A team of around 30 nursery workers, most of whom had never danced before, strutted their stuff in the middle of Waterlooville town centre to raise money for a courageous young girl.

SMILES Shelbi Grist, front, with the dancers   (111282-445)

SMILES Shelbi Grist, front, with the dancers (111282-445)

Shoppers stopped in their tracks to watch the up-tempo performance – fittingly soundtracked by Queen’s Don’t Stop Me Now.

The song signified the determination of 16-year-old Shelbi Grist, who has battled with a rare bone condition and has now given herself a fighting chance of competing in the Paralympics in wheelchair basketball.

Her bones are so brittle that even bouncing a basketball can break her fingers.

The teenager, who has won national awards for her bravery, was invited to Growing Places nursery to talk about why she never gives up.

The visit was part of a training session for young staff at the company, which has nurseries in Havant, Waterlooville and Fareham.

Staff were so impressed with her courage that they decided to do a street dance to raise cash to help her bid for the 2016 Paralympics.

David Smith, 21, from Fareham, managed to remember most of his moves.

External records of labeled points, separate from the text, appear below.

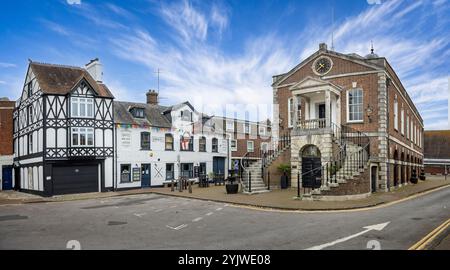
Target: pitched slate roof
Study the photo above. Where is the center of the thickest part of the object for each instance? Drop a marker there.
(437, 144)
(60, 80)
(153, 114)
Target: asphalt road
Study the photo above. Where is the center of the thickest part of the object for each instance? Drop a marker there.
(160, 222)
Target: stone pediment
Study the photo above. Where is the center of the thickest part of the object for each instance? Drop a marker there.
(315, 84)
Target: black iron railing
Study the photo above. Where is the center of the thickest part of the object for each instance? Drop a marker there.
(343, 164)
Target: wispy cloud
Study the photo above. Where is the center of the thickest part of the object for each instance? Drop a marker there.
(186, 20)
(74, 2)
(7, 65)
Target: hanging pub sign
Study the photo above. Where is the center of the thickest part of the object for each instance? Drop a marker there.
(136, 174)
(185, 139)
(196, 171)
(125, 138)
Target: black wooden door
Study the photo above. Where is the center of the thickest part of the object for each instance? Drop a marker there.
(321, 111)
(145, 175)
(75, 179)
(374, 178)
(312, 167)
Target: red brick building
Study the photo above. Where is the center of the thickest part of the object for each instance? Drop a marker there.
(353, 127)
(6, 142)
(437, 152)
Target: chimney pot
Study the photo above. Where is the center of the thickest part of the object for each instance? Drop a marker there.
(152, 97)
(95, 69)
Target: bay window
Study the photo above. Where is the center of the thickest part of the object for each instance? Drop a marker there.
(82, 137)
(82, 107)
(355, 105)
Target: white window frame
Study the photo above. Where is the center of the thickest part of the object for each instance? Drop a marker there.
(249, 128)
(290, 113)
(252, 148)
(407, 126)
(234, 149)
(77, 102)
(262, 130)
(402, 121)
(266, 144)
(348, 106)
(87, 132)
(229, 126)
(395, 113)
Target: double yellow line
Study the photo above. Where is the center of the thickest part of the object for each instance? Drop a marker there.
(424, 242)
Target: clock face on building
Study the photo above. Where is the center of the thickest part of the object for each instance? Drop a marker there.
(322, 65)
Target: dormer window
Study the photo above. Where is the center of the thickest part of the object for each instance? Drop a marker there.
(82, 107)
(29, 89)
(137, 112)
(186, 115)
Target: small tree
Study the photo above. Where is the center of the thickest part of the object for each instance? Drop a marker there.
(284, 168)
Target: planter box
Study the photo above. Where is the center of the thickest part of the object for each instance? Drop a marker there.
(232, 188)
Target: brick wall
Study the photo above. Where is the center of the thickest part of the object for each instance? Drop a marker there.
(6, 127)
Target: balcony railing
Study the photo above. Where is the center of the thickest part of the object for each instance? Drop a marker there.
(312, 124)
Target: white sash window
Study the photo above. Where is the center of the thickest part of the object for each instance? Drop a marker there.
(82, 107)
(82, 137)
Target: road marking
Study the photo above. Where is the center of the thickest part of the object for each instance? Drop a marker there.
(422, 243)
(178, 227)
(197, 219)
(383, 205)
(140, 214)
(376, 227)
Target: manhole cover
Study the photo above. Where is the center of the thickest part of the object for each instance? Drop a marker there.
(113, 223)
(12, 217)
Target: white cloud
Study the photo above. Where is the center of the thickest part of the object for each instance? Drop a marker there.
(7, 65)
(196, 70)
(186, 20)
(74, 2)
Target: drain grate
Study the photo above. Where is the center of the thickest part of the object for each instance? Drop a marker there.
(113, 223)
(12, 217)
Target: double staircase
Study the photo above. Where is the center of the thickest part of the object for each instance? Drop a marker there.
(346, 173)
(252, 178)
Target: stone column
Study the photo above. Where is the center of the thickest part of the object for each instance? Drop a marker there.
(327, 108)
(383, 152)
(295, 104)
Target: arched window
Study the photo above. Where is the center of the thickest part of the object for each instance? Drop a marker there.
(145, 140)
(311, 151)
(169, 141)
(202, 144)
(215, 145)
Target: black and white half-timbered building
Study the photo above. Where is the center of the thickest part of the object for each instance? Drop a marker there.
(64, 130)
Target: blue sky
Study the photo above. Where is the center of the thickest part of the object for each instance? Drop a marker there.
(224, 53)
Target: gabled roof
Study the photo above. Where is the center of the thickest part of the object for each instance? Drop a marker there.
(437, 144)
(60, 80)
(153, 114)
(179, 105)
(309, 82)
(370, 63)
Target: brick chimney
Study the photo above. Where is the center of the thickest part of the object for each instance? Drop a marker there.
(322, 46)
(95, 69)
(152, 97)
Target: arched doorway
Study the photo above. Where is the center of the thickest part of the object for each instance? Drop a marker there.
(373, 178)
(395, 168)
(311, 167)
(402, 173)
(408, 168)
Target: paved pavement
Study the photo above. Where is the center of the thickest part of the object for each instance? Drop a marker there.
(152, 221)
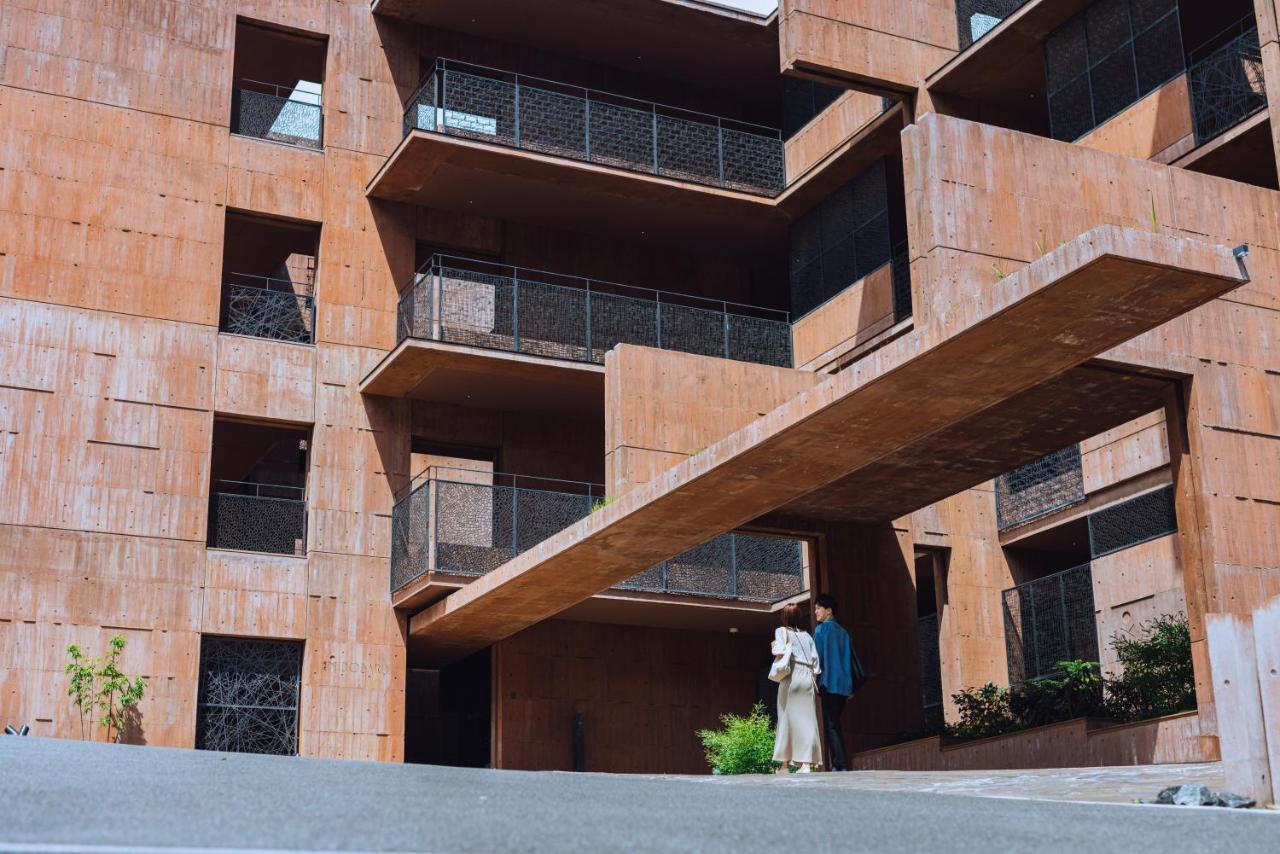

He said: ‘It was amazingly scary! We have had 10 weeks of training and it was easy in practice, but then you get here and see a ring of people watching.

‘Once you started dancing, though, it was fun. I freestyled some of it.’

Dulcie Warren, 56, who came up with the dance idea, said: ‘We thought she was quite inspiring because she’s been through so much but still manages to achieve things.

‘We practised in the car park to get the feeling of being outside.

‘We have loved it so much most of us want to carry on dancing. It’s such a fun thing to do.’

Becky Smith, 29, from Fratton, is a parent of one of the youngsters at the nursery in Crookhorn and choreographed the routine.

She said: ‘It showed in that performance that anyone, even if they haven’t had dance training, can do it.’

And it certainly brought a big grin to Shelbi’s face.

The South Downs College student, of Linnet Close, Wecock, said: ‘It was nice of them. I thought it was a really good dance. I wouldn’t have been brave enough to do it! It’s nice of them to help me out.’

The dance is expected to raise hundreds of pounds through sponsorship and donations. Anyone who would like to donate can call (023) 9225 8557.